This tool is completely customizable for converting the arxiv email you receive daily to a list of relevant papers, and then reading the abstracts out loud using Google Text-to-speech!! It is for academics / paper-readers who work better with audio.
Your arxiv email usually looks like this:
But what if it can now look like this?
Complete with keyword specification? That sure sounds nice!
This is a video of me rambling about how to use the current system. When building this I focused on what worked so nothing is too polished. But I have made it into a workflow that works for me and I hope this can benefit you as well!
Here are the steps you need to get the parser kicking and working locally. I am not yet hosting it on a public site, so you would need to set up Google text-to-speech yourself, which should just be about setting up Google Cloud Platform, then creating a project and adding Google Text-to-speech to it.

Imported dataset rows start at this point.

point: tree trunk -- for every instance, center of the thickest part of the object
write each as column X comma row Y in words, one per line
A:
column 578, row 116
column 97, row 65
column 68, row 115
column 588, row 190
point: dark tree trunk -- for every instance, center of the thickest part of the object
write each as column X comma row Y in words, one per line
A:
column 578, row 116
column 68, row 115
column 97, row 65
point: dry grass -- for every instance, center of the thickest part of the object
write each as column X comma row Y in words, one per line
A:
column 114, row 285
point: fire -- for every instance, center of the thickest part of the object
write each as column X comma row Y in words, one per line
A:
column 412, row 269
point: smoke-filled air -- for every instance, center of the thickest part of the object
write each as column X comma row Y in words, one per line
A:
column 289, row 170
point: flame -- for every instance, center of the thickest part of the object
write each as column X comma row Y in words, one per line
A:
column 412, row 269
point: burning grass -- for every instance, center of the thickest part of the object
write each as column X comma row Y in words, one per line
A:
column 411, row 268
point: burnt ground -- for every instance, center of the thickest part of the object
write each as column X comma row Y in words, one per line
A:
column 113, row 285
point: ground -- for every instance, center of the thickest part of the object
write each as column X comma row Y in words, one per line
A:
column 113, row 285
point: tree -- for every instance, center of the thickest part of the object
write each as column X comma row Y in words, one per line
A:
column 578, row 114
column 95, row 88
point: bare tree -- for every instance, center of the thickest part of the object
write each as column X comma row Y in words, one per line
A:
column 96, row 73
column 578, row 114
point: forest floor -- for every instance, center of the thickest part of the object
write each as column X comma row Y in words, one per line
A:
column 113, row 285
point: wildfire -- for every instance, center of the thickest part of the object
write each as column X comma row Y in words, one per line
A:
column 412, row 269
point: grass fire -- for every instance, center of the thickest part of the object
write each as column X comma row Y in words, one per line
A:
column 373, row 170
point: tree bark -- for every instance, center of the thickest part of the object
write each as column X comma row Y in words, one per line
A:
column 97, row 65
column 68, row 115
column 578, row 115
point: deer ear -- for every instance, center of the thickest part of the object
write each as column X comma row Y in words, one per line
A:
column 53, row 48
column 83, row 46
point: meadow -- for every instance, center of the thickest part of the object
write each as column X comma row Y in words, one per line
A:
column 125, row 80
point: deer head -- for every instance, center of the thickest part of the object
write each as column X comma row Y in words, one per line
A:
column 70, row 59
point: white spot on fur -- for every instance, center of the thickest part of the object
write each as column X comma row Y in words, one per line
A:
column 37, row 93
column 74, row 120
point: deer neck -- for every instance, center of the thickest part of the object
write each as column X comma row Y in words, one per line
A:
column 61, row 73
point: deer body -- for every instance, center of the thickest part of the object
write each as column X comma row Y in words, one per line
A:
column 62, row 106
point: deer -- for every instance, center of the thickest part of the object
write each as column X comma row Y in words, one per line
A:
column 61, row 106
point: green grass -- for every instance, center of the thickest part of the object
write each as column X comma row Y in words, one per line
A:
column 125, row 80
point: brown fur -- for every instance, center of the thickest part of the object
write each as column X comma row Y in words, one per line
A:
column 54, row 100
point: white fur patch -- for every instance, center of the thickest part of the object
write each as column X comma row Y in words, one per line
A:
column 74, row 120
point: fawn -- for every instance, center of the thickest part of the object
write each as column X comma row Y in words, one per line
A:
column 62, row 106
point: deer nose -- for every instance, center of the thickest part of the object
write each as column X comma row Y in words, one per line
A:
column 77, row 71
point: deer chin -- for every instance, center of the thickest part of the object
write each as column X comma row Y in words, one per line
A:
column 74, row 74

- If you don't have daily arxiv emails and want to sign up for one, please follow this link
- You should also sign up for Google Cloud Platform if you haven't already, and then make a project specifically for arxivParser, and then add Google Text-to-Speech; the Text-to-Speech service is quite cheap, the Standard voice pricing is US$0.000004 per character (US$4 per 1 million characters) (see here), plus new users get $300 free credit!
- Create a conda environment using the
environment.yml
file attached
conda env create -f environment.yml
- Run the flask app; there will likely be some error if this is your first time. If you haven't yet, you should run
gcloud auth login
to log in as your GCP user. Make sure your default project is the project for arxivParser.
python3 app.py
- Download your .eml file. You can download this by downloading your arxiv email message directly.
- Specify the keyword / key phrase you want to look up papers about; SentenceTransformer would then be used to match individual articles to the keyword you specify.
- Upload the .eml file. The keyword you just specified in the text field would disappear, but don't worry, it has been remembered! I just don't know how to persist it because website design is not my passion.
- Convert the relevant papers to audio; this may take a hot second.
- Play individual audios or play all audio clips (right now you can't pause once you hit play all, unfortunately, will fix that hopefully soon and if there is popular demand!)! These audio clips will be stored in
static/audio
folder in case you want to go find them. You can specify the voice used by Google text-to-speech inhelpers/read_to_audio.py
.
If you just want something read out loud to you, you can copy and paste the content directly into the "Raw Text" text box and continue with the workflow.